An operating model that combines internal ownership of data and governance with external tooling or domain expertise. It is common where organisations want speed without losing control, but it only works when accountability for data quality, access, and decisions remains clearly assigned.
Expanded Definition
A Hybrid AI operating model is not a single technology stack or a procurement pattern. It is a governance and delivery model in which an organisation keeps ownership of sensitive data, decision authority, and risk controls in-house while selectively using external tools, models, managed services, or specialist partners. The term is most useful when AI capabilities are assembled across multiple teams, clouds, and suppliers, because accountability must remain explicit even when implementation is distributed.
In practice, the model sits between full internal build and full outsourcing. Internal teams usually retain responsibility for data classification, access control, model approval, evaluation criteria, and incident response, while external parties may provide infrastructure, foundation models, tuning expertise, or workflow automation. That distinction matters because hybrid arrangements often blur responsibility unless governance is written down and enforced. A useful reference point is the NIST Cybersecurity Framework 2.0, which reinforces the need for clear outcomes, risk ownership, and supply chain awareness across shared environments.
Definitions vary across vendors and consulting firms, especially when they market “hybrid” as a deployment label rather than an operating model. At NHIMG, the stronger interpretation is the one that ties architecture to accountability, not just to where compute runs. The most common misapplication is treating hybrid AI as a sourcing shortcut, which occurs when organisations use external AI services without assigning explicit ownership for data handling, evaluation, and escalation.
Examples and Use Cases
Implementing a Hybrid AI Operating Model rigorously often introduces coordination overhead, requiring organisations to weigh speed and specialist capability against tighter governance, review cycles, and integration effort.
- A bank keeps customer data, model approval, and risk sign-off internal, but uses an external foundation model provider for drafting analyst summaries under strict access and logging controls.
- A healthcare organisation uses an outside AI vendor for transcription support, while retaining internal control over patient data retention, redaction, and clinical review before any record update.
- A software company builds its own policy layer and evaluation harness, but relies on a managed model API for low-risk developer assistance, with usage restricted by role and environment.
- An enterprise deploys an internal retrieval layer over approved documents, then routes only non-sensitive prompts to an external model service, limiting exposure when NIST CSF-aligned governance requires stronger boundary controls.
- A security team uses a specialist partner for red teaming and model assessment while keeping vulnerability triage, remediation priority, and exception approval inside the organisation.
These use cases are strongest when the organisation can separate what is outsourced from what remains accountable. They are weaker when external services are treated as invisible extensions of the core platform, because that creates gaps in approval, logging, and incident response.

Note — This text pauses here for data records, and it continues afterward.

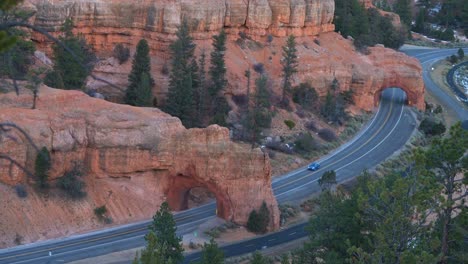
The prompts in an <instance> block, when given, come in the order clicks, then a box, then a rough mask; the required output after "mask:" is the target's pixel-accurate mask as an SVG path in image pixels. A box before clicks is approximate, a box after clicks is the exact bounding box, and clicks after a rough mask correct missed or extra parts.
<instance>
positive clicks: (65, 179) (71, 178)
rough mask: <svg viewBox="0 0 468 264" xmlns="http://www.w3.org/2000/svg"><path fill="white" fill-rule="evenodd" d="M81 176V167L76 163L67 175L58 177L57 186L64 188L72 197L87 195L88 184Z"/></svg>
mask: <svg viewBox="0 0 468 264" xmlns="http://www.w3.org/2000/svg"><path fill="white" fill-rule="evenodd" d="M81 176H82V172H81V169H80V167H79V166H78V165H75V166H74V167H73V169H72V170H70V171H67V172H66V173H65V175H63V176H62V177H61V178H59V179H58V182H57V187H58V188H60V189H62V190H63V191H64V192H65V193H66V194H67V195H68V196H69V197H70V198H73V199H79V198H83V197H85V196H86V191H85V190H84V189H85V187H86V184H85V183H84V182H83V181H82V180H80V177H81Z"/></svg>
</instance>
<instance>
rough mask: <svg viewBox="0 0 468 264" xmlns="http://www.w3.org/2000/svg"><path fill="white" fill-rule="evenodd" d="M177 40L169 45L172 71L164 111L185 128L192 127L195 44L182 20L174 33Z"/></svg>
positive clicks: (193, 98) (170, 75) (194, 105)
mask: <svg viewBox="0 0 468 264" xmlns="http://www.w3.org/2000/svg"><path fill="white" fill-rule="evenodd" d="M176 36H177V40H176V41H175V42H174V43H172V44H171V46H170V48H171V53H172V69H171V75H170V81H169V91H168V95H167V101H166V105H165V107H164V111H166V112H167V113H169V114H171V115H173V116H176V117H178V118H180V120H181V121H182V124H183V125H184V126H185V127H192V126H193V125H194V119H195V116H194V113H195V114H196V111H193V109H194V108H195V106H196V105H195V98H194V95H195V91H194V83H193V80H192V78H193V73H192V66H193V65H192V59H193V54H194V50H195V44H194V43H193V40H192V37H190V34H189V27H188V24H187V20H185V19H184V20H183V21H182V24H181V25H180V27H179V29H178V30H177V33H176Z"/></svg>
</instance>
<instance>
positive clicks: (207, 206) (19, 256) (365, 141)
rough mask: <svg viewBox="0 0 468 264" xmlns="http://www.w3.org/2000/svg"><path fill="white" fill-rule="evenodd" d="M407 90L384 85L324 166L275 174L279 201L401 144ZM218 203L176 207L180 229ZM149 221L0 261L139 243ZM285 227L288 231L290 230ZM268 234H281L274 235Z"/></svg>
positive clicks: (405, 122)
mask: <svg viewBox="0 0 468 264" xmlns="http://www.w3.org/2000/svg"><path fill="white" fill-rule="evenodd" d="M404 96H405V95H404V93H403V92H402V91H401V90H400V89H386V90H385V91H384V93H383V94H382V100H381V103H380V107H379V110H378V112H377V114H376V115H375V117H374V118H373V119H372V121H371V122H370V123H369V125H368V126H367V128H366V129H365V130H364V131H363V132H362V133H361V134H360V135H358V136H357V137H356V138H355V139H354V140H352V141H350V142H349V143H348V144H346V145H344V146H342V147H341V148H340V149H339V150H337V151H336V152H335V153H334V154H332V155H329V156H328V157H325V158H323V159H321V160H320V163H321V164H322V167H321V168H320V170H318V171H316V172H311V171H308V170H306V169H304V168H302V169H299V170H296V171H294V172H292V173H289V174H288V175H285V176H284V177H281V178H279V179H276V180H275V181H274V182H273V184H272V185H273V190H274V193H275V195H276V197H277V199H278V201H279V202H280V203H282V202H286V201H288V200H295V199H298V198H303V197H306V196H308V195H310V194H311V193H313V192H315V191H317V190H318V184H317V180H318V178H319V177H320V176H321V175H322V173H323V172H325V171H326V170H332V169H333V170H335V171H336V172H337V179H338V180H339V181H343V180H346V179H348V178H351V177H354V176H356V175H358V174H359V173H360V172H362V171H363V170H364V169H366V168H370V167H372V166H374V165H377V164H378V163H379V162H381V161H382V160H384V159H385V158H387V157H388V156H390V155H392V154H393V153H394V152H395V151H397V150H398V149H399V148H400V147H401V146H403V145H404V144H405V142H406V141H407V139H408V138H409V137H410V134H411V133H412V131H413V128H414V124H415V121H414V120H413V117H412V115H411V114H410V111H409V109H408V108H407V107H406V106H404V105H403V102H404ZM215 209H216V208H215V204H214V203H211V204H207V205H204V206H201V207H198V208H193V209H190V210H187V211H183V212H179V213H176V214H175V219H176V222H177V225H178V234H180V235H182V234H185V233H188V232H191V231H193V230H194V229H195V228H196V227H197V226H198V225H199V224H200V223H202V222H204V221H206V220H208V219H211V218H213V217H215V216H214V214H215ZM148 223H149V221H145V222H141V223H137V224H130V225H126V226H119V227H116V228H111V229H106V230H103V231H98V232H93V233H89V234H84V235H80V236H73V237H69V238H64V239H59V240H49V241H44V242H40V243H34V244H29V245H24V246H19V247H15V248H10V249H6V250H1V251H0V263H66V262H70V261H73V260H79V259H84V258H89V257H93V256H99V255H104V254H108V253H112V252H117V251H121V250H124V249H129V248H135V247H140V246H143V245H144V244H145V243H144V239H143V236H144V234H146V233H147V225H148ZM295 228H299V227H295ZM288 230H289V229H288ZM284 232H285V233H284V234H286V233H287V232H290V231H284ZM291 233H292V232H291ZM291 233H288V234H286V235H284V236H283V233H275V234H271V235H268V236H266V237H260V238H257V240H255V241H256V242H255V243H253V242H244V244H245V243H247V244H245V245H244V244H243V243H240V244H235V245H231V246H228V247H227V250H226V251H227V254H226V255H236V254H238V253H239V254H241V253H246V250H247V252H249V251H252V250H256V249H259V248H261V247H263V246H272V245H274V244H277V243H280V242H282V241H290V240H293V239H296V238H298V237H297V235H299V234H302V235H301V236H304V234H305V233H300V232H296V233H294V234H293V235H289V234H291ZM270 236H276V237H277V238H273V240H272V238H270ZM279 237H282V238H279ZM283 237H284V238H283ZM265 239H266V241H264V240H265ZM252 243H253V245H252ZM49 254H50V255H49ZM190 258H193V257H192V256H189V257H188V259H190Z"/></svg>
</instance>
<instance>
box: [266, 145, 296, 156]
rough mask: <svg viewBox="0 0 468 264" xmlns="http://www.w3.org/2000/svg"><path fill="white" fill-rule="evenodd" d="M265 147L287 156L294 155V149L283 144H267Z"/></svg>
mask: <svg viewBox="0 0 468 264" xmlns="http://www.w3.org/2000/svg"><path fill="white" fill-rule="evenodd" d="M265 146H266V147H267V148H269V149H272V150H276V151H280V152H283V153H286V154H292V153H293V151H292V148H290V147H288V146H286V144H284V143H281V142H267V143H266V144H265Z"/></svg>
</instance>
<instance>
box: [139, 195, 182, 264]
mask: <svg viewBox="0 0 468 264" xmlns="http://www.w3.org/2000/svg"><path fill="white" fill-rule="evenodd" d="M149 229H150V233H149V234H148V235H147V236H146V237H145V239H146V240H147V241H151V240H153V238H152V236H153V234H154V237H155V238H154V241H155V242H154V243H155V244H156V246H152V247H151V248H153V249H154V248H156V249H157V252H156V253H157V254H158V255H160V257H161V259H162V260H163V261H164V263H167V262H168V261H172V262H173V263H174V264H176V263H181V262H182V261H183V259H184V256H183V255H182V252H183V251H184V249H183V248H182V245H181V239H180V237H178V236H177V235H176V230H177V227H176V223H175V221H174V217H173V216H172V213H171V211H170V209H169V204H168V203H167V202H163V203H162V204H161V207H160V208H159V210H158V211H157V212H156V214H155V215H154V216H153V222H152V223H151V225H150V227H149ZM142 257H143V255H142Z"/></svg>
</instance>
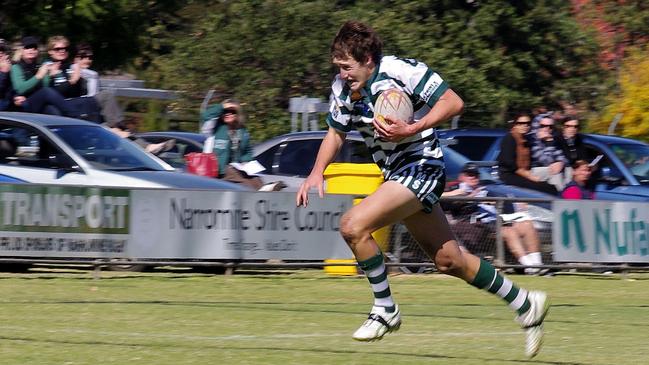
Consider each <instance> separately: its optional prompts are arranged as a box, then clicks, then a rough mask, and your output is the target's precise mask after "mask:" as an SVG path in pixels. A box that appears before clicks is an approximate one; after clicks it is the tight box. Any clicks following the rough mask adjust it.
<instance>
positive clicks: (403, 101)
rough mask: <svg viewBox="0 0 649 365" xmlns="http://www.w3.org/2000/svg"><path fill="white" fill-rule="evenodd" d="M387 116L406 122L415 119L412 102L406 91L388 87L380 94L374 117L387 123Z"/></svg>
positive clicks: (375, 106)
mask: <svg viewBox="0 0 649 365" xmlns="http://www.w3.org/2000/svg"><path fill="white" fill-rule="evenodd" d="M385 117H390V119H398V120H402V121H404V122H406V123H412V122H413V121H414V113H413V108H412V102H411V101H410V98H409V97H408V95H407V94H406V93H404V92H403V91H401V90H399V89H387V90H385V91H383V92H382V93H380V94H379V97H378V98H376V103H374V119H376V120H377V121H379V122H380V123H383V124H387V123H388V121H387V120H385Z"/></svg>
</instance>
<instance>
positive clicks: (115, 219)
mask: <svg viewBox="0 0 649 365" xmlns="http://www.w3.org/2000/svg"><path fill="white" fill-rule="evenodd" d="M129 199H130V192H129V191H128V190H126V189H100V188H93V187H88V188H83V187H66V186H36V185H27V184H25V185H8V184H2V185H0V256H32V257H33V256H35V257H88V258H91V257H92V258H96V257H123V256H124V255H125V253H126V251H127V247H128V238H129Z"/></svg>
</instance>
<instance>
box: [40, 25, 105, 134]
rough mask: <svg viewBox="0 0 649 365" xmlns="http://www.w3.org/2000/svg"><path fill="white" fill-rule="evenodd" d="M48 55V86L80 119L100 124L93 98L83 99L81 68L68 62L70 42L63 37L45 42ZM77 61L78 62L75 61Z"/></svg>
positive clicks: (96, 104)
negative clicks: (77, 112)
mask: <svg viewBox="0 0 649 365" xmlns="http://www.w3.org/2000/svg"><path fill="white" fill-rule="evenodd" d="M47 48H48V51H47V52H48V54H49V57H50V58H49V60H48V61H47V63H48V64H49V75H50V86H51V87H52V88H54V89H55V90H56V91H58V92H59V93H60V94H61V95H62V96H63V97H64V98H65V99H66V100H67V102H68V103H69V104H72V105H74V106H75V109H76V110H78V111H79V115H77V116H76V117H81V118H84V119H87V120H89V121H92V122H95V123H100V122H101V119H100V116H99V111H100V107H99V104H98V103H97V101H96V100H95V99H94V98H84V97H82V95H83V94H84V93H85V92H84V90H83V89H84V84H85V83H84V82H82V81H83V80H82V78H81V66H80V65H79V63H78V62H75V63H71V62H70V42H69V41H68V39H67V38H66V37H64V36H60V35H57V36H52V37H50V38H49V39H48V41H47ZM77 61H78V60H77Z"/></svg>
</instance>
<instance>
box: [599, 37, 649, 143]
mask: <svg viewBox="0 0 649 365" xmlns="http://www.w3.org/2000/svg"><path fill="white" fill-rule="evenodd" d="M647 85H649V51H648V49H647V48H637V49H634V50H632V51H631V52H629V56H628V57H626V58H625V60H624V62H623V64H622V67H621V69H620V79H619V86H620V91H619V93H614V94H613V95H611V97H610V98H609V104H608V106H607V107H606V108H605V109H604V112H603V113H602V114H601V117H600V118H599V119H598V120H597V121H596V122H593V123H591V129H593V130H594V131H595V132H599V133H607V131H608V128H609V125H610V123H611V121H613V120H615V119H617V120H618V121H619V123H618V125H617V128H616V130H615V132H616V134H619V135H622V136H626V137H630V138H635V139H640V140H644V141H649V88H648V87H647Z"/></svg>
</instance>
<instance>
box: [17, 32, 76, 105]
mask: <svg viewBox="0 0 649 365" xmlns="http://www.w3.org/2000/svg"><path fill="white" fill-rule="evenodd" d="M38 47H39V39H38V38H36V37H33V36H27V37H24V38H23V39H22V44H21V48H19V49H18V51H17V52H16V56H15V57H14V58H15V59H16V62H15V63H14V64H13V65H12V66H11V71H10V76H11V86H12V89H13V90H12V92H13V105H11V106H10V109H11V110H18V111H25V112H28V113H44V114H54V115H61V114H63V115H65V116H69V117H75V116H76V115H77V114H78V112H77V110H76V109H75V107H74V105H72V104H71V103H68V102H67V101H66V100H65V99H64V98H63V96H61V95H60V94H59V93H58V92H57V91H56V90H54V89H52V88H50V87H49V85H50V67H51V64H50V63H47V62H46V63H43V64H42V65H41V64H39V63H38V56H39V49H38Z"/></svg>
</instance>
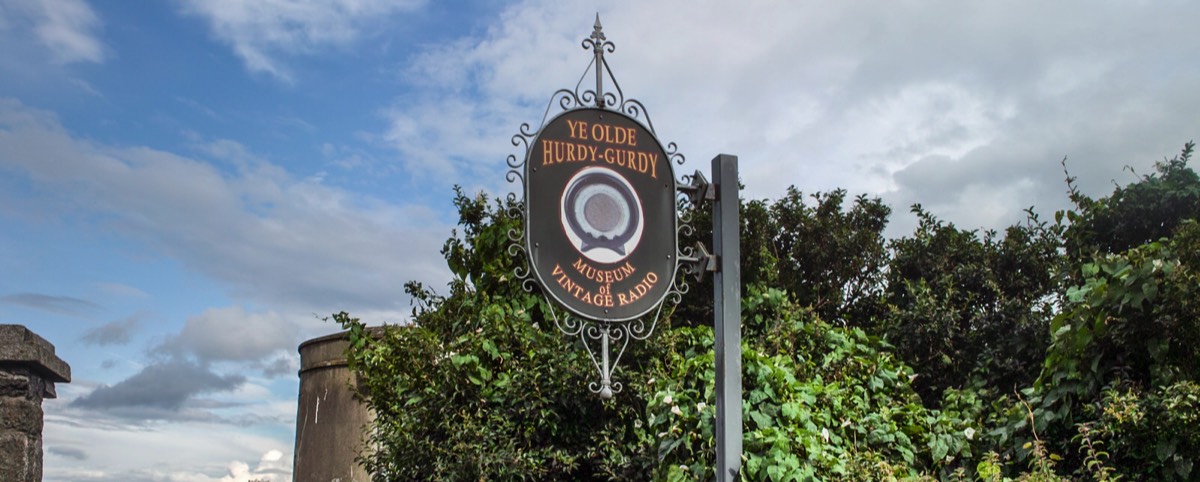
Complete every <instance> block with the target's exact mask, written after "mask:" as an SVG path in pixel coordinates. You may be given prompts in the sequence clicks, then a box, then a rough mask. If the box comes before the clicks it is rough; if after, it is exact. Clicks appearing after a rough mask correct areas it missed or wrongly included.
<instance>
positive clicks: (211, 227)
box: [0, 0, 1200, 481]
mask: <svg viewBox="0 0 1200 482" xmlns="http://www.w3.org/2000/svg"><path fill="white" fill-rule="evenodd" d="M596 12H599V13H600V16H601V18H602V20H604V24H605V32H606V34H607V36H608V40H611V41H613V42H614V43H616V44H617V50H616V52H614V53H613V54H611V55H610V56H608V60H610V64H611V66H612V67H613V70H614V73H616V76H617V79H618V80H619V82H620V86H622V89H623V90H624V92H625V94H626V95H629V96H632V97H636V98H638V100H641V101H642V102H643V103H644V104H646V106H647V107H648V108H649V110H650V115H652V118H653V119H654V122H655V127H656V129H658V133H659V135H660V137H661V138H662V140H664V141H676V143H678V144H679V146H680V151H682V152H683V153H684V155H686V156H688V159H689V162H688V163H686V164H685V165H684V167H683V169H682V170H680V171H682V173H683V171H689V173H690V171H691V170H695V169H697V168H700V167H703V165H707V161H708V159H709V158H710V157H713V156H714V155H716V153H720V152H728V153H734V155H738V156H739V158H740V162H742V173H743V174H742V175H743V181H744V183H745V185H746V195H749V197H752V198H772V197H778V195H780V194H781V193H782V192H784V189H785V188H786V187H787V186H791V185H794V186H797V187H798V188H800V189H802V191H804V192H817V191H829V189H833V188H839V187H841V188H846V189H848V191H850V192H851V193H852V194H858V193H866V194H870V195H878V197H882V198H883V199H884V200H886V201H887V203H889V204H890V205H892V206H893V209H894V211H895V215H894V216H893V221H892V224H890V227H889V234H890V235H902V234H905V233H907V231H910V230H911V229H912V227H913V225H914V223H916V221H914V219H913V217H912V216H911V215H908V213H907V206H908V205H911V204H913V203H920V204H923V205H924V206H925V207H926V209H930V210H931V211H932V212H934V213H936V215H938V216H941V217H943V218H946V219H948V221H950V222H954V223H955V224H958V225H961V227H967V228H985V229H986V228H1002V227H1004V225H1007V224H1010V223H1014V222H1019V221H1021V219H1022V213H1021V210H1024V209H1025V207H1028V206H1034V207H1036V210H1037V211H1038V212H1042V213H1043V215H1045V216H1049V213H1051V212H1054V210H1056V209H1062V207H1064V206H1066V204H1067V199H1066V186H1064V185H1063V182H1062V177H1063V175H1062V169H1061V165H1060V164H1058V162H1060V161H1061V159H1062V158H1063V157H1067V158H1068V161H1067V162H1068V167H1069V168H1070V170H1072V175H1075V176H1078V177H1079V183H1080V186H1081V188H1082V189H1084V192H1086V193H1090V194H1093V195H1103V194H1105V193H1108V192H1109V191H1111V187H1112V182H1121V183H1124V182H1129V181H1132V180H1133V174H1130V173H1129V171H1128V170H1126V169H1124V167H1126V165H1129V167H1133V168H1134V170H1136V171H1138V173H1148V171H1150V170H1151V169H1152V168H1151V167H1152V164H1153V162H1154V161H1158V159H1162V158H1163V157H1169V156H1172V155H1175V153H1176V152H1177V151H1178V150H1180V147H1181V146H1182V145H1183V143H1186V141H1188V140H1190V139H1193V138H1195V137H1196V134H1198V133H1200V116H1196V115H1195V113H1196V112H1200V90H1198V89H1195V86H1196V85H1200V64H1198V62H1195V61H1194V60H1193V59H1194V56H1195V53H1194V52H1193V50H1194V47H1195V46H1198V44H1200V38H1198V37H1200V32H1198V31H1196V29H1194V25H1193V22H1192V20H1193V19H1194V18H1196V14H1198V13H1200V6H1196V5H1194V2H1187V1H1160V2H1140V4H1139V2H1123V1H1120V2H1118V1H1088V2H1082V1H1079V2H1075V1H1069V2H1055V4H1049V5H1045V2H1039V1H1015V2H1003V4H995V5H988V4H976V2H960V1H952V0H937V1H929V2H890V1H889V2H838V4H832V2H815V1H812V2H809V1H796V2H768V1H749V2H722V1H683V0H664V1H653V2H638V1H607V2H594V1H553V0H529V1H514V2H485V1H448V2H431V1H422V0H226V1H215V0H214V1H208V0H167V1H140V2H131V1H109V2H100V1H88V0H0V323H5V324H23V325H25V326H29V327H30V329H32V330H34V331H35V332H37V333H40V335H41V336H43V337H46V338H47V339H49V341H50V342H52V343H54V344H55V345H56V348H58V351H59V354H60V356H61V357H62V359H65V360H66V361H67V362H68V363H71V366H72V368H73V374H74V379H73V381H72V382H71V384H68V385H62V386H60V387H59V398H58V399H55V400H48V402H47V403H46V412H47V421H46V462H47V463H46V466H47V469H46V480H47V481H246V480H248V478H254V477H258V478H264V477H265V478H269V480H274V481H283V480H289V477H290V476H289V474H290V460H292V448H293V432H294V424H295V404H296V402H295V397H296V390H298V379H296V367H298V356H296V351H295V348H296V345H298V344H299V343H300V342H301V341H304V339H307V338H311V337H314V336H319V335H325V333H328V332H331V331H334V329H335V327H334V326H331V325H329V324H325V323H323V321H320V319H319V318H320V317H325V315H329V314H330V313H334V312H337V311H342V309H346V311H349V312H352V313H353V314H355V315H359V317H361V318H364V319H366V320H368V321H372V323H383V321H394V323H395V321H403V320H404V319H406V315H407V313H408V311H409V303H408V300H407V297H406V296H404V295H403V290H402V285H403V283H404V282H406V281H409V279H416V281H421V282H425V283H427V284H431V285H434V287H440V285H444V283H445V282H446V281H448V277H449V275H448V270H446V269H445V266H444V264H443V263H440V257H439V254H438V249H439V247H440V246H442V242H443V241H444V240H445V239H446V237H448V236H449V235H450V230H451V229H452V224H454V222H455V219H456V218H455V212H454V211H452V206H451V204H450V198H451V195H452V191H451V189H452V186H455V185H461V186H463V187H464V188H466V189H467V191H468V192H476V191H481V189H482V191H486V192H488V193H492V194H493V195H494V194H502V193H505V192H508V189H510V187H509V186H508V185H506V182H505V181H504V171H505V170H506V168H505V163H504V158H505V156H508V155H509V153H520V152H517V151H516V147H512V146H511V144H510V137H511V135H512V134H515V133H516V132H517V128H518V127H520V125H521V123H522V122H530V123H534V122H538V121H539V120H540V119H541V114H542V112H544V109H545V107H546V102H547V101H548V98H550V95H551V94H552V92H553V91H554V90H557V89H559V88H566V86H571V85H574V84H575V82H576V80H577V79H578V77H580V76H581V74H582V73H583V71H584V68H586V67H587V65H588V61H589V60H590V56H589V53H588V52H586V50H583V49H582V48H581V47H580V41H581V40H583V38H584V37H587V35H589V34H590V31H592V23H593V20H594V16H595V14H596ZM566 348H568V344H566V343H564V349H566Z"/></svg>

Why It Matters for Security Teams
For security teams, the Hybrid AI Operating Model is important because risk does not disappear when AI capability is externalised. It changes shape. Data exposure, model abuse, insecure integrations, weak vendor oversight, and ambiguous decision rights become the main failure modes. This is especially relevant where AI touches identity workflows, privileged access, or non-human identity governance, because external tooling may introduce new secrets, service accounts, and API dependencies that must be managed as first-class assets.
The model also affects assurance. Teams need to know who can change prompts, who can approve model updates, who owns test evidence, and who responds when outputs are wrong or harmful. That is where governance frameworks matter more than tool descriptions. A NIST Cybersecurity Framework 2.0 lens helps translate the model into practical controls around access, third-party risk, resilience, and recovery planning.
Organisations typically encounter the consequences only after a vendor outage, data incident, or unsafe AI output, at which point the Hybrid AI Operating Model becomes operationally unavoidable to untangle ownership and restore control.
Standards & Framework Alignment
This section maps relevant standards and security frameworks to the operational risks and controls described in this guidance.
OWASP Agentic AI Top 10 address the attack and risk surface, while NIST CSF 2.0 and NIST AI RMF set the governance and control requirements practitioners need to meet.
| Framework | Control / Reference | Relevance |
|---|---|---|
| NIST CSF 2.0 | GV.SC-1 | Covers supply chain risk management, central to hybrid AI sourcing and oversight. |
| NIST AI RMF | Frames governance, mapping, and risk management for AI systems in shared operating models. | |
| OWASP Agentic AI Top 10 | Addresses agentic AI risks where external tools and delegated actions expand attack surface. |
Assign accountable owners for AI risk, controls, and monitoring across internal and external teams.